Zero-Shot-CoTは2つのステップで構成される:
- STEP1: Reasoning Extraction
- 元のquestionをxとし、zero-shot-CoTのtrigger sentenceをtとした時に、テンプレート "Q: [X]. A. [T]" を用いてprompt x'を作成
- このprompt x'によって得られる生成テキストzはreasoningのrationaleとなっている。
- STEP2: Answer Extraction
- STEP1で得られたx'とzを用いて、テンプレート "[X'] [Z] [A]" を用いてpromptを作成し、quiestionに対する回答を得る
- このとき、Aは回答を抽出するためのtrigger sentenceである。
- Aはタスクに応じて変更するのが効果的であり、たとえば、multi-choice QAでは "Therefore, among A through E, the answer is" といったトリガーを用いたり、数学の問題では "Therefore, the answer (arabic numerals) is" といったトリガーを用いる。
# 実験結果
表中の性能指標の左側はタスクごとにAnswer Triggerをカスタマイズしたもので、右側はシンプルに"The answer is"をAnswer Triggerとした場合。Zero-shot vs. Zero-shot-CoTでは、Zero-Shot-CoTが多くのb現地マークにおいて高い性能を示している。ただし、commonsense reasoningではperformance gainを得られなかった。これは [Paper Note] Chain-of-Thought Prompting Elicits Reasoning in Large Language Models, Jason Wei+, NeurIPS'22, 2022.01
で報告されている通り、commonsense reasoningタスクでは、Few-Shot CoTでもLambda135Bで性能が向上せず、Palm540Bで性能が向上したように、モデルのparameter数が足りていない可能性がある(本実験では17種類のモデルを用いているが、特に注釈がなければtext-davinci-002を利用した結果)。
## 他ベースラインとの比較
他のベースラインとarithmetic reasoning benchmarkで性能比較した結果。Few-Shot-CoTには勝てていないが、standard Few-shot Promptingtを大幅に上回っている。
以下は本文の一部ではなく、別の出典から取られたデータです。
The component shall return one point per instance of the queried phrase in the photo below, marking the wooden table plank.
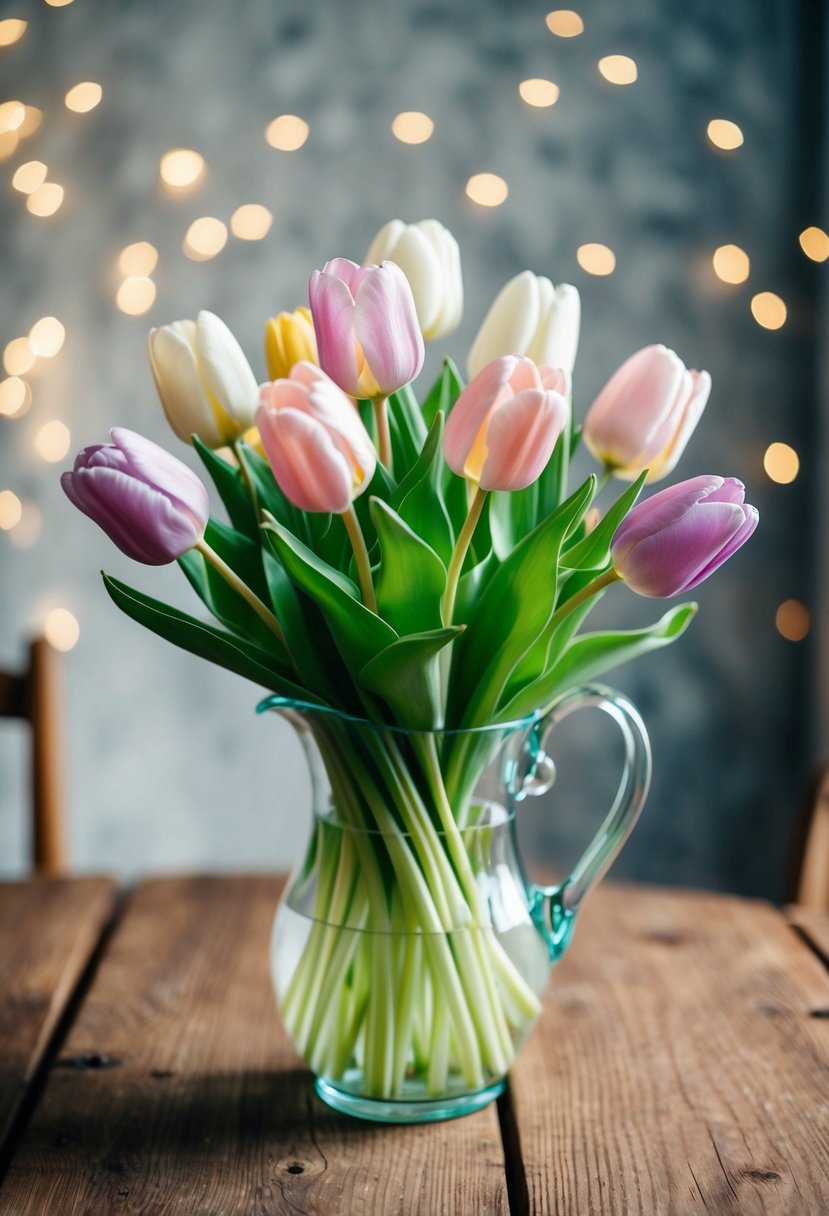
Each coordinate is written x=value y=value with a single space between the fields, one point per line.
x=49 y=930
x=178 y=1090
x=676 y=1067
## zero-shot reasoningにおけるモデルサイズの影響
さまざまな言語モデルに対して、zero-shotとzero-shot-CoTを実施した場合の性能比較。[Paper Note] Chain-of-Thought Prompting Elicits Reasoning in Large Language Models, Jason Wei+, NeurIPS'22, 2022.01
と同様にモデルサイズが小さいとZero-shot-CoTによるgainは得られないが、モデルサイズが大きくなると一気にgainが大きくなる。
## Zero-shot CoTにおけるpromptの選択による影響
input promptに対するロバスト性を確認した。instructiveカテゴリ(すなわち、CoTを促すトリガーであれば)性能が改善している。特に、どのようなsentenceのトリガーにするかで性能が大きくかわっている。今回の実験では、"Let's think step by step"が最も高い性能を占め最多。
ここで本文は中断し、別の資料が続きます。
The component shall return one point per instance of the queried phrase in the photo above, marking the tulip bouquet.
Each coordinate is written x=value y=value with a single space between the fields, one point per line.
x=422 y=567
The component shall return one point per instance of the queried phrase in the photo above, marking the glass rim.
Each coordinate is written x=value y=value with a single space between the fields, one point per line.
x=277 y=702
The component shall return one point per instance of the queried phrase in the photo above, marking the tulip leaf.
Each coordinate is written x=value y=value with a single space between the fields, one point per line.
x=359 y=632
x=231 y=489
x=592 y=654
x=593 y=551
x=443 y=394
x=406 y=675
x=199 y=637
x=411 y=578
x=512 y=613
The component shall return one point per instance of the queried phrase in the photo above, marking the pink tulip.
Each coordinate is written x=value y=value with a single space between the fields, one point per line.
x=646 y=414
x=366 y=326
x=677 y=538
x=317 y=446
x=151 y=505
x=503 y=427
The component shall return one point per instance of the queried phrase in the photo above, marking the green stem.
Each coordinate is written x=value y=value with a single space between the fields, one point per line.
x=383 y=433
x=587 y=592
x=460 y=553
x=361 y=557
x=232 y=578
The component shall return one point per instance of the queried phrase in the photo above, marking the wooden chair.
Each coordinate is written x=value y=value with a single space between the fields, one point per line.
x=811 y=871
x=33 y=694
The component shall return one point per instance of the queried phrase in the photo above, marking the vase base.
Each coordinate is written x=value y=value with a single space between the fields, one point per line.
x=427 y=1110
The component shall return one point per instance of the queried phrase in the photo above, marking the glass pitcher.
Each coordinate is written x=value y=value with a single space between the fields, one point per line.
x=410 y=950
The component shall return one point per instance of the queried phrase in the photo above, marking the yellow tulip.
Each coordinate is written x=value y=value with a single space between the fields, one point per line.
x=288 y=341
## Few-shot CoTのprompt選択における影響
CommonsenseQAのexampleを用いて、AQUA-RAT, MultiArithをFew-shot CoTで解いた場合の性能。どちらのケースもドメインは異なるが、前者は回答のフォーマットは共通である。異なるドメインでも、answer format(multiple choice)の場合、ドメインが異なるにもかかわらず、zero-shotと比較して性能が大幅に向上した。一方、answer formatが異なる場合はperformance gainが小さい。このことから、LLMはtask自体よりも、exampleにおけるrepeated formatを活用していることを示唆している。また、CommonSennseをExamplarとして用いたFew-Shot-CoTでは、どちらのデータセットでもZero-Shot-CoTよりも性能が劣化している。つまり、Few-Shot-CoTでは、タスク特有のサンプルエンジニアリングが必要であることがわかる(一方、Zero-shot CoTではそのようなエンジニアリングは必要ない)。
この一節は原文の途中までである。